One such lesson was on shilling.
Dealers don't just sell their cars on their lot; a large percentage are sold at auction. It was at one of these auctions that Polifrog was surprised by his employer's request that he be a shill. Apparently the cars that had been flowing through the stalls were bringing poor high bids so he gave me a secret sign to look for as an indication to stop my bidding and sent me to the floor to bid on his cars as they flowed through. Polfirog was a poor shill and the request was not made again. Apparently auction houses reprimand dealers in some fashion when the dealers are caught distorting the market.
Polifrog was bothered by the experience as it was dishonest. The dishonesty was in the fact that shilling subverts the attempt to find a natural real market fair price for the cars. It was theft.

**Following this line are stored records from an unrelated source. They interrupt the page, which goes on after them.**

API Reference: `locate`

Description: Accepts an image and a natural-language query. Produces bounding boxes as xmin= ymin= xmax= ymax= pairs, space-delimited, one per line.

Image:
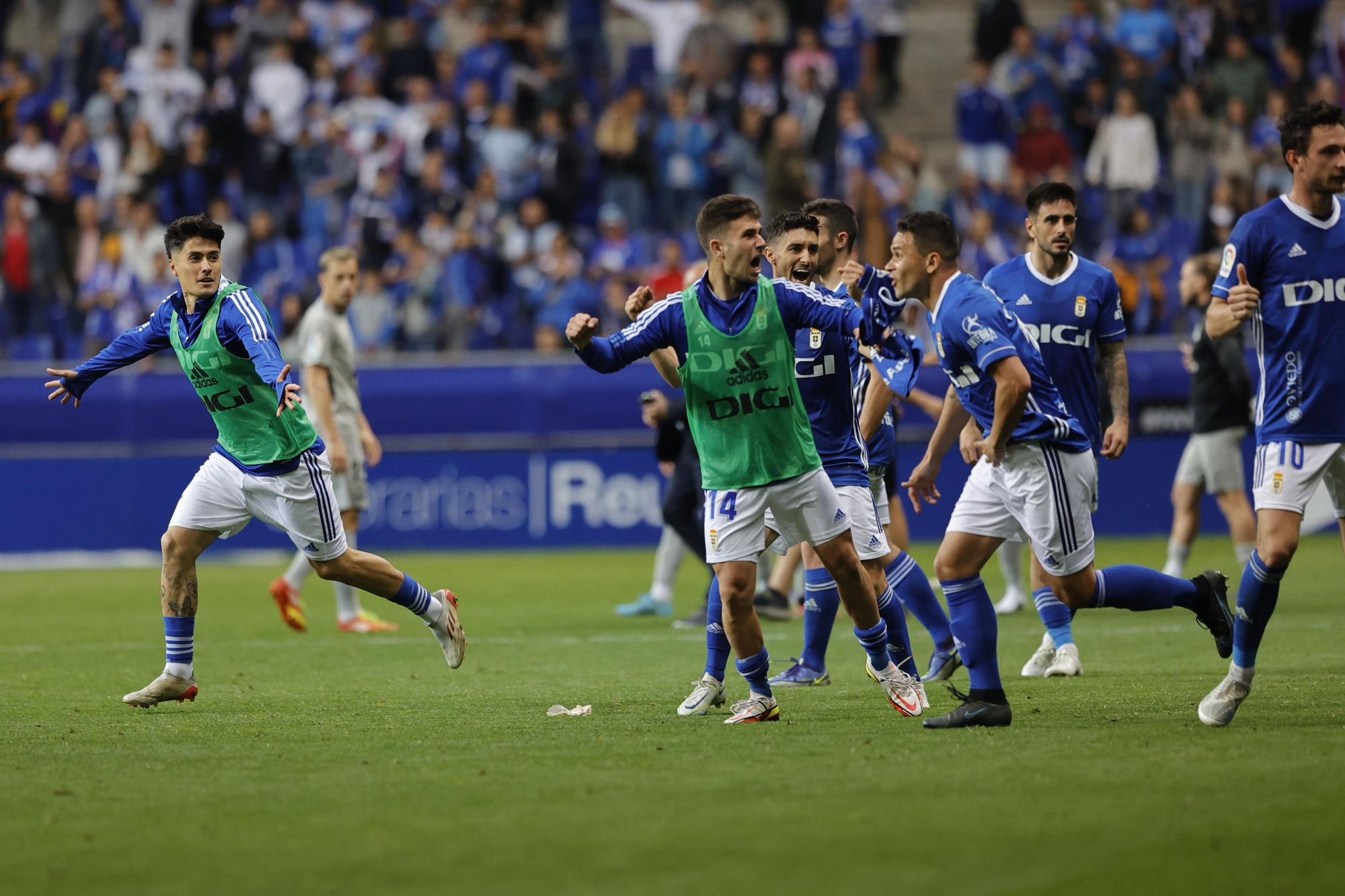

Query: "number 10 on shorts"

xmin=705 ymin=491 xmax=738 ymax=522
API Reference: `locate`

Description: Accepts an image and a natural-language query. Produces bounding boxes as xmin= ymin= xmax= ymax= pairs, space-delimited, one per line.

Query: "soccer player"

xmin=767 ymin=199 xmax=956 ymax=688
xmin=960 ymin=183 xmax=1130 ymax=678
xmin=270 ymin=246 xmax=397 ymax=634
xmin=46 ymin=215 xmax=467 ymax=706
xmin=565 ymin=195 xmax=902 ymax=724
xmin=1198 ymin=102 xmax=1345 ymax=725
xmin=1163 ymin=253 xmax=1256 ymax=576
xmin=886 ymin=211 xmax=1232 ymax=728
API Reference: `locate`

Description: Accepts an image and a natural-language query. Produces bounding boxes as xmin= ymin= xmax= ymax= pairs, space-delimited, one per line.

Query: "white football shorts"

xmin=168 ymin=450 xmax=346 ymax=560
xmin=948 ymin=441 xmax=1098 ymax=576
xmin=765 ymin=486 xmax=892 ymax=560
xmin=1252 ymin=441 xmax=1345 ymax=518
xmin=705 ymin=467 xmax=850 ymax=564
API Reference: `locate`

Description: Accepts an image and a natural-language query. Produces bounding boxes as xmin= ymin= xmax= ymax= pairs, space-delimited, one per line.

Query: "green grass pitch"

xmin=0 ymin=536 xmax=1345 ymax=896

The recent announcement by the Federal Reserve that they would once again buy Gov. debt caused Polifrog's lackluster experience as a shill to resurface from the darkness of lost memory.
It was, in this article Polifrog read that the Federal Reserve was going to enter another round of Quantitative Easing and what follows is similar to what played out in Polifrog's muddled thoughts while reading the article.
So the Central Bank tries to auction some of its cars (sorry treasuries), to finance more federal spending, but there aren't enough buyers with enough money so they have to sweeten the product with some new paint.. sorry, they raise the interest rate on the treasuries they offer.
But the government says "no," to higher interest rates (fresh paint) because (1) they have a lot of debt that needs servicing and higher interest rates make that expensive, and (2), they want to keep home interest rates low to spur the economy.
But how to do that? "No problem," says the Government we can use the Federal Reserve (shill) to act as a deep pocketed investor interested in our treasuries (cars). This will keep interest rates on the treasuries and home loans down.
Voila! A distorted market with abnormally low rates of return on treasuries, the kind of stuff grandma depends on and abnormally low interest rates on home loans.
The problem is that it is theft whether a dealer does it or the Federal Reserve. It is the productive people in this country from which the Federal Reserve steals the money with which it plays a shill for the Central Bank. The theft comes as inflated dollars for us all.
Polifrog believes all the dollars that have flowed into the economy through this dance will be much harder and expensive to remove after the inflation it creates arrives.